We’ve made some progress on several other fronts as well. We’ve gotten several other papers submitted, including a detailed look at fighting dynamics in male sage-grouse that I believe is our first paper making use of the high-speed video of male behavior. Another project we’ve gotten off of our desks is a characterization of the mechanical sounds in the sage-grouse, lead-authored by former undergrad and technician Becca Koch (now in a PhD program at Auburn). Gail and I also contributed to a paper on the negative effects of necklace-style transmitters in male-sage-grouse that included the acoustic analysis of one collared male with odd sounding displays. We have a few other manuscripts perched like baby birds at the nest hole, waiting to take that brave leap into the wide world of academic publishing. We should have at least one more paper make that leap before the end of the year. Big thanks to Gail for using much of her sabbatical to contend with some of this.

In other news, teaching is still the big focus, although I can’t believe how quickly it has gone. Only 4 more lectures in the quarter! I’m done with my other lectures for the time being (my City College of San Francisco seminar was on the previous Friday), but I’ve got several lectures, seminars, and meetings lined up for early in the new year including.

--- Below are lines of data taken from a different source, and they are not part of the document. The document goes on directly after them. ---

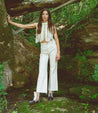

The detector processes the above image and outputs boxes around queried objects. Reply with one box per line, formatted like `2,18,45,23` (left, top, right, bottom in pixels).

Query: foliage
92,64,98,82
75,49,93,82
0,63,7,113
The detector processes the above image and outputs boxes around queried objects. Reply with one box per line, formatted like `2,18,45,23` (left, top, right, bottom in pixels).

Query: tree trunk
0,0,15,77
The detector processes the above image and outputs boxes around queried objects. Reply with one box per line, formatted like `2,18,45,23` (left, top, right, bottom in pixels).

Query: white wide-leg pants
36,39,58,94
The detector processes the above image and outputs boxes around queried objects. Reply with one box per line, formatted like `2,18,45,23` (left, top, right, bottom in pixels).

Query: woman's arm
53,26,60,60
8,15,37,29
53,26,60,54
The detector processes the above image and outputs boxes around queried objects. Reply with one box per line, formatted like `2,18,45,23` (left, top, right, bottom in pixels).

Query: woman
8,8,60,104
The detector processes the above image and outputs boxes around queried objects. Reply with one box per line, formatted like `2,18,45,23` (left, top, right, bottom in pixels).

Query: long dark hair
37,8,55,34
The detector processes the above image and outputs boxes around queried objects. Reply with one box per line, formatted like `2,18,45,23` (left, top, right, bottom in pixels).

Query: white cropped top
35,21,53,43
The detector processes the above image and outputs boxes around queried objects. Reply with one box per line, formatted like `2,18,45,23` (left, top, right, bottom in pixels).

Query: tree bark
0,0,15,71
5,0,81,16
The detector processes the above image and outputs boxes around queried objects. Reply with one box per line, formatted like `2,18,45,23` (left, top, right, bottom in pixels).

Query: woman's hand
7,14,10,22
56,53,60,61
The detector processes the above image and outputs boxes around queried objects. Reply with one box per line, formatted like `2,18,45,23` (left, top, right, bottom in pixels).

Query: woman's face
42,11,49,22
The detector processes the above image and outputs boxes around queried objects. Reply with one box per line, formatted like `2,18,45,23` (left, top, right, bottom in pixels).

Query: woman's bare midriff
41,39,52,43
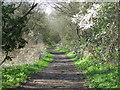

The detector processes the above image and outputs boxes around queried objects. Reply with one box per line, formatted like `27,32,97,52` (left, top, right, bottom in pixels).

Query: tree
0,2,37,65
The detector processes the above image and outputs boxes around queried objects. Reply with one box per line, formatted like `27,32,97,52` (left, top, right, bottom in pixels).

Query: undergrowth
2,53,53,90
56,49,120,88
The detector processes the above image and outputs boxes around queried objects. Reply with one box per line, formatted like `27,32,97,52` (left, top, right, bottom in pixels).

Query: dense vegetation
1,2,120,88
2,53,54,89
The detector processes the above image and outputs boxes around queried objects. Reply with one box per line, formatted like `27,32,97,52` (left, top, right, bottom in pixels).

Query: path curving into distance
14,49,87,90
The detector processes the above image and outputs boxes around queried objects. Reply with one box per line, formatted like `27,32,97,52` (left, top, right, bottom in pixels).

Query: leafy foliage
1,2,37,64
2,53,53,89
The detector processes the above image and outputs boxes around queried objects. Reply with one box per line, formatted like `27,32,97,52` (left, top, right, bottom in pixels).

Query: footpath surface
13,49,87,90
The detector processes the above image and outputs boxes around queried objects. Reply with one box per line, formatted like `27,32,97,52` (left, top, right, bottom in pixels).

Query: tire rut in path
17,49,87,90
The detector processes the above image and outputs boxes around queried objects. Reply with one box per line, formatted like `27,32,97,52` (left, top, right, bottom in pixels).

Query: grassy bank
56,49,120,88
2,53,53,90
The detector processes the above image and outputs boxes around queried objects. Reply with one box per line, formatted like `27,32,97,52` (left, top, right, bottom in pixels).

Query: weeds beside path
14,49,87,90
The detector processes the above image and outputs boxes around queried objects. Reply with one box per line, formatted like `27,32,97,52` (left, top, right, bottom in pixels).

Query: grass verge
56,50,120,88
2,53,53,90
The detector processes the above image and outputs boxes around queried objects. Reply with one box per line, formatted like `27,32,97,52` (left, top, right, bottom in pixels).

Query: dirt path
14,49,87,90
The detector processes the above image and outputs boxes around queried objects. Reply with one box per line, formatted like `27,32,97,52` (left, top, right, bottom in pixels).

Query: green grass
67,52,76,59
2,54,53,90
56,48,120,88
55,48,69,53
75,56,120,88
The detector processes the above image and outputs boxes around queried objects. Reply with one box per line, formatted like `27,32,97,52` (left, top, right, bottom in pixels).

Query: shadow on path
10,49,87,90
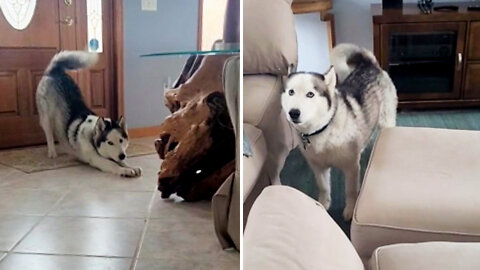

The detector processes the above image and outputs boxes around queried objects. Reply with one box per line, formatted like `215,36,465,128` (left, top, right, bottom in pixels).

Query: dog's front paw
131,167,142,176
318,193,332,210
120,168,142,177
343,202,355,221
48,149,57,158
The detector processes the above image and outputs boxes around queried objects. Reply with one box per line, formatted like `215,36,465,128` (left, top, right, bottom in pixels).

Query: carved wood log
155,55,235,201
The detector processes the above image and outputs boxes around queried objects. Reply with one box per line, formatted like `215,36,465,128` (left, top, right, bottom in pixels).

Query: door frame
112,0,125,118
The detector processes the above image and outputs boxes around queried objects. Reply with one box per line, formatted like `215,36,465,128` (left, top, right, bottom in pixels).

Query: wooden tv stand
371,2,480,109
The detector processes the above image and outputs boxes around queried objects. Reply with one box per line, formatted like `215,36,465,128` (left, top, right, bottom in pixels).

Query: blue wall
123,0,198,128
295,13,330,73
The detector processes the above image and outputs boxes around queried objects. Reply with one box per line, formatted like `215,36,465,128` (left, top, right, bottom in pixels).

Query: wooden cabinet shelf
371,2,480,109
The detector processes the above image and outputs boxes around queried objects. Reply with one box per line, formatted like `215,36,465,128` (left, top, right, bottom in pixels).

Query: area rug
0,138,156,173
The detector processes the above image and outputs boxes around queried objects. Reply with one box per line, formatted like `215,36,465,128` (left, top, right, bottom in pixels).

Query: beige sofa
212,56,241,250
351,127,480,262
243,186,480,270
243,0,297,221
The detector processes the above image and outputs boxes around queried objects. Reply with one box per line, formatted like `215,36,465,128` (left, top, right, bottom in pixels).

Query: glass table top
140,48,240,57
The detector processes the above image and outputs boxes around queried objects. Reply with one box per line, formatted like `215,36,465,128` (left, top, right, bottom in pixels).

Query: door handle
457,53,463,70
60,16,74,26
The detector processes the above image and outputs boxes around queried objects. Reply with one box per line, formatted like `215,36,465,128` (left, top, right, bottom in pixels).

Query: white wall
295,13,330,73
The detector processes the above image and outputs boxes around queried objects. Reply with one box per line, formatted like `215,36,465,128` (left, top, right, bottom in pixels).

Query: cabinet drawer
468,21,480,60
464,63,480,99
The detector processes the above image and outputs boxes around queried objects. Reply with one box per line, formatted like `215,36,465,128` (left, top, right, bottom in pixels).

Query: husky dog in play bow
36,51,142,177
281,44,397,220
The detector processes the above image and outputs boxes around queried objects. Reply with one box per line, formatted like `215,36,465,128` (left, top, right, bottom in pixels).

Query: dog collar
300,119,332,149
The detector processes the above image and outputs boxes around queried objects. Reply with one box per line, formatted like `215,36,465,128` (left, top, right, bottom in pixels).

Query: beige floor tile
0,216,40,251
0,253,131,270
135,252,240,270
0,189,63,215
15,217,144,257
49,190,153,218
0,165,27,188
2,166,86,190
69,156,160,191
150,195,213,224
140,219,223,259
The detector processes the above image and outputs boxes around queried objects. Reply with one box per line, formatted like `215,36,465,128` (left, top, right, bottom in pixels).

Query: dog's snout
288,109,300,120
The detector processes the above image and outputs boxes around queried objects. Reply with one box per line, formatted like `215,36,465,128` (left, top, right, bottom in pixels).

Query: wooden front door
0,0,116,148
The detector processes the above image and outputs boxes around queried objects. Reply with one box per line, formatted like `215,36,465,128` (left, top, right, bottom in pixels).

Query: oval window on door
0,0,37,30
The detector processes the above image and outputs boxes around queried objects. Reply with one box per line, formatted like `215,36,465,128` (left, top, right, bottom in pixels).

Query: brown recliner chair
243,0,297,223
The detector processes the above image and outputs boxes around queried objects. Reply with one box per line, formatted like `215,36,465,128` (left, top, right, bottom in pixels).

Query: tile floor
0,152,240,270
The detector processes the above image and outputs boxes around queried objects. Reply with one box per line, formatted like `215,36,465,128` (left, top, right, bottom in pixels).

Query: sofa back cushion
243,0,297,75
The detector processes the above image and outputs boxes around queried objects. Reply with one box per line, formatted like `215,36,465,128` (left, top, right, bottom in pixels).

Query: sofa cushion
243,0,297,75
370,242,480,270
243,124,267,200
243,75,298,183
351,127,480,259
243,186,364,270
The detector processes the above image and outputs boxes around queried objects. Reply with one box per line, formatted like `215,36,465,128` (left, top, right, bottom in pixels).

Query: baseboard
128,126,160,138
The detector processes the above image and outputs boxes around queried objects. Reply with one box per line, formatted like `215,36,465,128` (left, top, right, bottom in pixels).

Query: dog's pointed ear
324,66,337,93
118,115,127,130
95,117,106,133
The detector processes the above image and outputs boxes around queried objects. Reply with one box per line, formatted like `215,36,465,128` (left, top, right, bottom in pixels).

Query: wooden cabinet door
468,22,480,60
463,63,480,99
0,0,114,148
379,22,466,101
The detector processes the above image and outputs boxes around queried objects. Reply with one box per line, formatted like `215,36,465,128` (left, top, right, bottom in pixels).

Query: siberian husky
36,51,142,177
281,44,397,220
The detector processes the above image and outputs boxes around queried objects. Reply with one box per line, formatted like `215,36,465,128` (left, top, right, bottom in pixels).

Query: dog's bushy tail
330,43,378,82
45,51,98,75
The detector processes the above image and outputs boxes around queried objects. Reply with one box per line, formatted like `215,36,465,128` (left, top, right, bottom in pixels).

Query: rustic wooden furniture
292,0,335,50
155,54,235,201
371,2,480,108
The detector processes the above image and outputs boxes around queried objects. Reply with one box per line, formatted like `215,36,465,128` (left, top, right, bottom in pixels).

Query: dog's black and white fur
36,51,142,177
282,44,397,220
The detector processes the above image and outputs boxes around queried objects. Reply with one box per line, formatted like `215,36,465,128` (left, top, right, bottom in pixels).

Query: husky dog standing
36,51,142,177
281,44,397,220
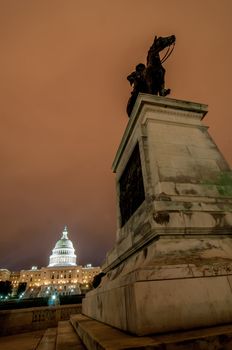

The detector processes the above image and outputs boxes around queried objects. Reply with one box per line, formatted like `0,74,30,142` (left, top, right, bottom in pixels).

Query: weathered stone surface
71,315,232,350
0,330,44,350
83,94,232,335
55,321,86,350
0,304,81,336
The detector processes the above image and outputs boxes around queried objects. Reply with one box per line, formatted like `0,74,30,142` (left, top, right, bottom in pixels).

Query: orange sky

Noise Experiment Paper Finally Out!

At long last (~18months after first submission), Jessica’s paper detailing the multi-year noise introduction experiment has finally been published. Those with institutional access to Conservation Biology can get it here. The paper compares maximum lek attendance of males and females at leks with and without experimentally introduced noise, and found that relatively modest and localized noise sources were enough to cause declines. Two types of noise were used- relatively constant drilling noise, and less predictable truck noise. Somewhat surprisingly, truck noise, although it was intermittent and had a much lower mean amplitude over long periods, was associated with higher declines than the drilling noise.

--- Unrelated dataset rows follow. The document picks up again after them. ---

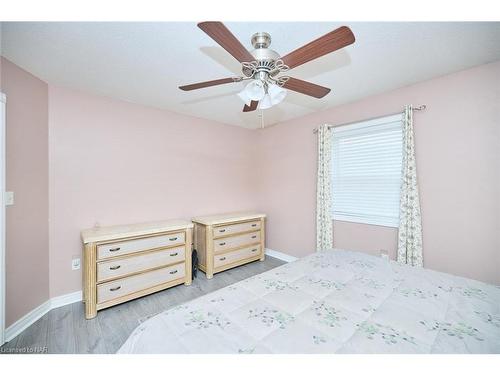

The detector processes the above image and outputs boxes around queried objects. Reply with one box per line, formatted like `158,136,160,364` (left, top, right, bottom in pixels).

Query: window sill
333,215,399,229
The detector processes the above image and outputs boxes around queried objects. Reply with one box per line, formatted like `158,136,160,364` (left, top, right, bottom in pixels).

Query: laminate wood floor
0,256,284,354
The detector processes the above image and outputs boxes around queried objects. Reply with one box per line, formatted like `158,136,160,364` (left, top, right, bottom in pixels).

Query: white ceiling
1,22,500,128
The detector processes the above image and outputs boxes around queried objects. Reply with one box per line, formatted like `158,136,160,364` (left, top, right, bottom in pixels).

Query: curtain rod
313,104,427,133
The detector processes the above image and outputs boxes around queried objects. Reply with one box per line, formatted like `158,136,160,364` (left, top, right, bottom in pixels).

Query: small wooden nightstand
192,212,266,279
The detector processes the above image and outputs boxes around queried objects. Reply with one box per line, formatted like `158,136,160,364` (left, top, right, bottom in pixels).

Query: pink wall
49,86,258,296
259,62,500,284
1,60,500,325
0,58,49,327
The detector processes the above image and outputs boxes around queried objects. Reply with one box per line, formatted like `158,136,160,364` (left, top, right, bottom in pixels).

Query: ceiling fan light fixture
245,80,266,101
257,94,274,109
267,83,288,105
238,87,252,106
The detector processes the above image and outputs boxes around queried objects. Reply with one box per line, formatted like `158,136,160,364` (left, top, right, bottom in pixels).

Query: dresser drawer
97,232,185,259
97,263,185,303
214,231,260,253
213,220,260,238
97,246,185,282
214,245,261,268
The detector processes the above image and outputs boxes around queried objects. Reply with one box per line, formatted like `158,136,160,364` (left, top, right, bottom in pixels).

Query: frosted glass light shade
238,89,252,106
258,94,273,109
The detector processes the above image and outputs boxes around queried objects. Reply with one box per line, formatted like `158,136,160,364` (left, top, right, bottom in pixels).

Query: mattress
118,250,500,353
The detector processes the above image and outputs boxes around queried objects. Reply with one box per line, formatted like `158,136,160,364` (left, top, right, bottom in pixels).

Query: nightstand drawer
97,232,185,260
214,231,260,253
213,220,260,238
97,263,186,304
214,245,261,269
97,245,185,283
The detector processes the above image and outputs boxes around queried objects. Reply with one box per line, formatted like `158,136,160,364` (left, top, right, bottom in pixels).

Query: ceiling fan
179,21,355,112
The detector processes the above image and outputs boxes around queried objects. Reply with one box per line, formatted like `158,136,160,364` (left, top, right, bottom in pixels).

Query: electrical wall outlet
71,258,80,271
5,191,14,206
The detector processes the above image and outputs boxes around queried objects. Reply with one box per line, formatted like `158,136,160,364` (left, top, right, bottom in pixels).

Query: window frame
331,113,403,228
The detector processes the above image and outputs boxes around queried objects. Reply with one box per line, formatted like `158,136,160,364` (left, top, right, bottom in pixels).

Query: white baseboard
5,300,50,342
50,290,82,310
265,248,299,263
5,291,82,342
5,249,299,341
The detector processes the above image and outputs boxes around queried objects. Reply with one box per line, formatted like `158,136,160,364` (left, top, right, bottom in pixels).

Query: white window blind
332,114,403,227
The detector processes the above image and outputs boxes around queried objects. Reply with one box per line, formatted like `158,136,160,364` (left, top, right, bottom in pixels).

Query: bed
118,250,500,353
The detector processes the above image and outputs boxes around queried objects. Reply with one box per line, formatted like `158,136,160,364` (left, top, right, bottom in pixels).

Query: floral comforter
119,250,500,353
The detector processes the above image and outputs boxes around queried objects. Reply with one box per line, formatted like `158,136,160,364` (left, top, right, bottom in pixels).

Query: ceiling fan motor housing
243,32,280,80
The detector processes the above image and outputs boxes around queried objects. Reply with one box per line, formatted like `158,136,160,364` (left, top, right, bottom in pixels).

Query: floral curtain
316,125,333,251
397,105,423,267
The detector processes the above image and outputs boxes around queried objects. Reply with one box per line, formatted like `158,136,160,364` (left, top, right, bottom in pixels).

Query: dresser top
191,212,266,225
81,220,193,243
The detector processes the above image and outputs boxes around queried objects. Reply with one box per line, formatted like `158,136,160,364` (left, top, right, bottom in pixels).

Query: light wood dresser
81,220,193,319
192,212,266,279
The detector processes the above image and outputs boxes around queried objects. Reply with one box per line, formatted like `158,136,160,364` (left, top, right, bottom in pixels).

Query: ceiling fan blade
198,21,255,62
283,77,331,99
281,26,356,69
179,78,241,91
243,100,259,112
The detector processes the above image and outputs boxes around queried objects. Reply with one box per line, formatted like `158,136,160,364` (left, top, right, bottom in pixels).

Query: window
332,114,403,227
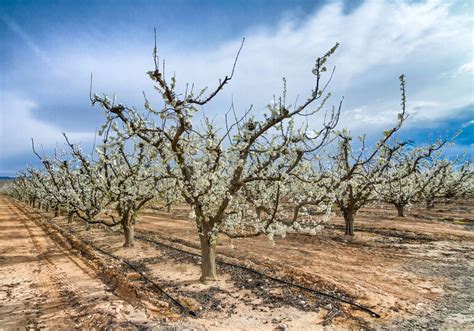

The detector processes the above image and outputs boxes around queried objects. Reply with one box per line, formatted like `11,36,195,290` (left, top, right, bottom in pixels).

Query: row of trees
1,43,473,281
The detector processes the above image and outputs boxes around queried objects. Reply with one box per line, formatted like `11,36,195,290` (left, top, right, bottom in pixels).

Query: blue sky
0,0,474,176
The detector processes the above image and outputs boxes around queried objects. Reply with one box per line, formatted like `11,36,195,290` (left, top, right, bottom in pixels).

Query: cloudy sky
0,0,474,176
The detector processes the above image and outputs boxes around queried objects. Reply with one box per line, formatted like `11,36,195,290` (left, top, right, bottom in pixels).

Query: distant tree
92,39,341,282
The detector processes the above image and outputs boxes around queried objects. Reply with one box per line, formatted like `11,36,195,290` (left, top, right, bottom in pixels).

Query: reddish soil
0,197,474,330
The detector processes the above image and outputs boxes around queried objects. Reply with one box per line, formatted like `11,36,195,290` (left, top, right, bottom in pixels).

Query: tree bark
395,205,405,217
122,219,135,247
343,209,355,236
199,229,217,283
67,211,74,223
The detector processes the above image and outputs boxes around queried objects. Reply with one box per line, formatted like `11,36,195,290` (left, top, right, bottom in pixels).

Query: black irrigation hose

Having seen the truly Herculean effort it took Diane and Jessica to actually execute this study in the field, and knowing how important it is to have this paper out there while new sage-grouse management plans are being drafted, I’m super excited to see this finally in print. Congrats Jessica, Diane, and Gail!

Welcome Alejandro

Vermilion Flycatcher

Vermilion Flycatcher

Last month the Patricelli Lab gained a new member- welcome Alejandro Rios-Chelen. Alejandro is a postdoc who did his PhD and a previous postdoc at UNAM in Mexico City. His earlier work includes studies of one of my favorite birds, the Vermilion Flycatcher (Pyrocephalus rubinus). He has looked at various aspects of song plasticity in this species, and in yesterday’s lab meeting took the opportunity to tell us about a study on the effects of urban noise on flycatcher song. It was a really elegant project- investigating variation both within males and between males in song characteristics such as number of song elements and frequency measures- and using simultaneous measures of background noise to help explain this variation. If I had a time machine, I think I would reconsider how we collected data in our meadowlark project.

Alejandro will likely be studying signalling behavior in local songbirds using Gail’s ring array. Welcome Alejandro!